One teacher with 18 years of experience in the profession broke down in tears in the middle of the meeting, describing working 50-plus hours a week, constant box ticking and evidence taking and excessive marking and paperwork—all things that she described as having nothing to do with why she originally chose to take up this vocation. Perhaps that would be worth it if it were all genuinely necessary to guarantee the best education for all our children, but there was a very strong feeling that the accountability regime cannot always be relied on to provide an accurate measure of quality.

My concern is that the clause will only add to the pressures outlined. For a governing body not to be able to make representations to Ofsted on the basis of a notice it believes to be based on inaccurate claims simply ratchets up the pressure.

I note that one group of teachers was not at the meeting on Friday; there was no one over the age of 50. Perhaps that is a consequence of the increasing number of teachers who retire early. Dealing with “inadequate” or “coasting” schools will ultimately rely on good teachers, such as the one who broke down in front of me who is now selling her house, so that she can leave the profession—something that she never thought she would have to do and least of all wanted to do.

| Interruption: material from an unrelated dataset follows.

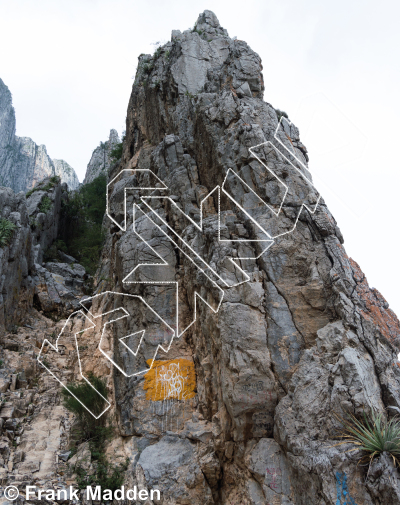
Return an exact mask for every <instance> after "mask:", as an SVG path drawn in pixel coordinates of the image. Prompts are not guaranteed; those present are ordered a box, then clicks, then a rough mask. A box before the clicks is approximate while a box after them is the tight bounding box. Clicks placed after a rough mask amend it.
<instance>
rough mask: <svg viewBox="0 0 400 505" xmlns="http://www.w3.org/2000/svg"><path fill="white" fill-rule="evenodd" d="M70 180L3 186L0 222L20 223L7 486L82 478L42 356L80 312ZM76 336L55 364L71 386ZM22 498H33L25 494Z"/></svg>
mask: <svg viewBox="0 0 400 505" xmlns="http://www.w3.org/2000/svg"><path fill="white" fill-rule="evenodd" d="M68 198H69V196H68V191H67V185H66V184H65V183H61V182H60V179H59V177H57V176H52V177H49V178H47V179H44V180H43V181H42V182H40V183H39V184H37V185H36V186H35V188H34V189H33V190H31V191H30V192H28V193H27V195H26V196H25V195H24V194H23V193H22V192H20V193H18V194H15V193H14V192H13V191H12V190H11V189H10V188H0V219H1V220H2V222H3V221H7V222H8V223H12V224H13V228H12V233H11V235H8V236H7V237H6V240H5V241H4V240H3V241H2V246H1V247H0V282H1V284H0V292H1V298H0V397H1V403H0V486H1V487H2V488H3V489H4V488H5V487H6V486H7V485H14V486H17V487H18V488H19V489H20V490H21V491H22V492H23V491H24V490H25V486H26V485H36V486H38V487H39V488H42V489H55V490H57V489H65V488H66V487H67V486H68V485H69V484H71V483H72V482H75V479H72V478H71V477H72V475H71V472H70V471H69V468H68V466H67V465H66V460H67V459H68V456H69V455H70V454H71V453H70V452H68V451H67V449H68V447H69V446H70V445H71V443H70V440H69V434H70V433H71V430H70V427H71V425H72V424H73V422H74V419H73V417H72V415H71V414H70V413H69V412H67V411H66V410H65V409H64V407H63V406H62V405H61V401H60V385H59V382H57V381H56V379H54V377H52V376H51V375H50V374H49V373H48V372H47V371H46V370H45V369H44V368H43V367H42V366H41V365H40V364H39V363H38V361H37V355H38V353H39V350H40V348H41V345H42V343H43V340H44V339H49V340H50V341H52V342H54V341H55V337H56V335H58V333H60V331H61V330H62V327H63V325H64V324H65V320H64V319H63V317H65V316H67V315H69V314H70V313H71V312H73V311H74V310H76V309H77V308H78V307H80V305H79V300H80V299H81V298H82V296H83V287H84V284H85V281H86V279H87V274H86V272H85V269H84V268H83V267H82V266H81V265H79V264H78V263H77V262H76V260H75V259H74V258H72V257H70V256H68V255H67V254H65V253H63V252H62V251H61V250H58V251H57V244H58V242H57V240H56V239H57V237H58V234H59V231H60V230H59V225H60V215H61V205H62V202H63V201H64V202H66V201H68ZM73 348H74V342H73V340H72V339H71V341H70V342H69V343H68V344H67V346H66V347H65V348H64V349H63V350H62V351H61V352H60V354H59V355H57V357H56V358H55V359H53V360H52V363H51V364H50V363H49V364H48V366H50V367H54V368H55V369H56V370H57V371H59V370H62V380H63V381H65V382H66V383H67V382H69V381H70V380H72V379H73V378H74V373H75V370H74V364H73V363H72V364H70V363H69V361H68V357H69V353H70V351H71V350H72V349H73ZM18 500H19V501H18V502H17V503H23V502H24V501H25V499H24V495H23V494H21V497H20V498H19V499H18ZM1 501H2V503H6V501H5V499H4V497H2V498H1Z"/></svg>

The measures in the clause are perhaps minor compared with the Bill’s impact as a whole, but the direction of travel is important. We should remember that the effect of legislation is not just on processes and procedures, but ultimately on the professionals who operate them and, of course, the pupils, and we all want them to succeed. I hope that the Minister will consider these points and those made by my hon. Friends, and I look forward to his response.